# Canadian Tire has good price on RO water!



## bettaforu

Just went into CT today for some things, and checked out their water section.
They have Ultra Pure and Ultra Pure Plus RO water that is very reasonable.

4L is only .75cents to fill up.
18L is only 2.99 to fill up.

You can buy their 18L bottle for 9.99 and just keep bringing it back.

Ultra Pure Plus has coral calcium added to it to stabilize PH and add the mineral to the water. Doesn't say what PH it stabilizes too, so test would need to be done on that.

I paid 5.99 for refill of 18L RO at Cocos in Hamilton (big supermarket place)
so this is definitely cheaper and easier. I bought a 4L jug from Goodness Me health food store of RO water for 1.99 today, so Im keeping the jugs to refill as the big 18L is too heavy for me to lift all the time even to tilt it.


----------



## razoredge

I get my 18L refilled at Wal-mart for 2.97. If I can get Ultra pure plus (with added coral calcium) I might try it for .02cents more ! Thanks


----------



## matti2uude

I don't understand. In one post you say you don't use RO water and another post you do.


----------



## chinamon

cheaper (in the long run) to buy your on RO system, especially if you drink water on a regular basis.


----------



## bettaforu

Matt, yes I did use RO in the one Taiwan Bee tank that's why I have the big 18L container. I have since moved all the Taiwans into my planted co2 tank with regular tap water, so I don't use the RO now.

Just was trying to help out other hobbyists who might or might not know that CT has the RO water fairly cheap for refills.

Hope that explains things


----------



## bettaforu

BTW My Hubby likes Coffee made with RO water, that's why I bought the small jug, I will be using it for other things, just not in my tanks.


----------



## Dman

bettaforu said:


> BTW My Hubby likes Coffee made with RO water, that's why I bought the small jug, I will be using it for other things, just not in my tanks.
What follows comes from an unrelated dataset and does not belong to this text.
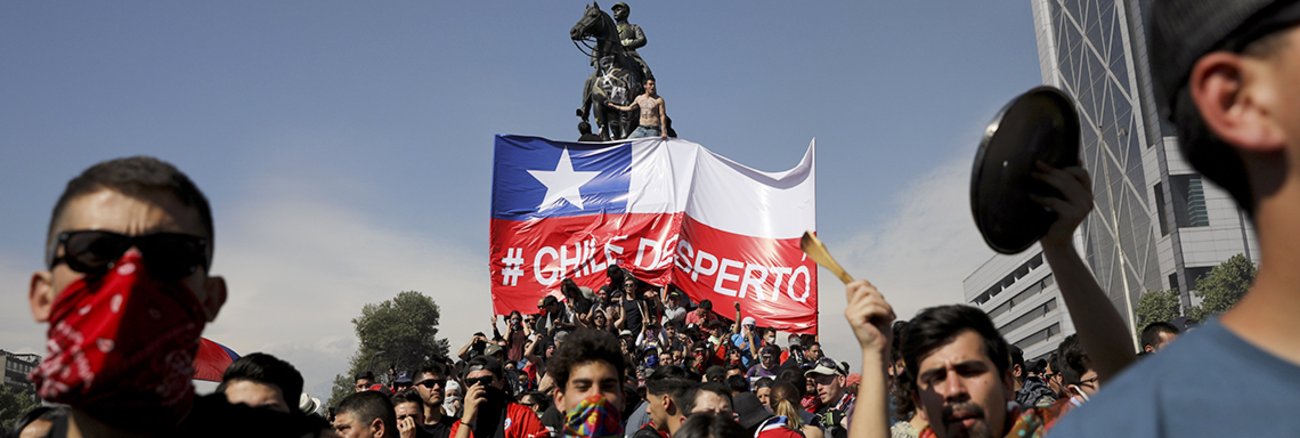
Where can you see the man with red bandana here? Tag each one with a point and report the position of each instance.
(126, 296)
+1 for the hubby, I got a kruger machine n I use bottled water, I don't even like it when the water has sat in there for days. Gotta have it all fresh and clean


----------



## chinamon

i use RO in my Saeco full automatic espresso machine and you can definitely taste the difference


----------



## Symplicity

My CT has ANY SIZE refill for $2.99 

But now I got an RO system so I wont be lugging huge bottles.


----------



## Darkblade48

Symplicity said:


> My CT has ANY SIZE refill for $2.99
> 
> But now I got an RO system so I wont be lugging huge bottles.


Time to be bringing some drums to the Woodbridge Canadian Tire 

(No, I have my own RO system as well)


----------



## CrystalMethShrimp

you guys can just use brita for the coffee machines.


I'm using r/o for cleaning my hardwood floor, less tds = less mineral film buildup on the floor


----------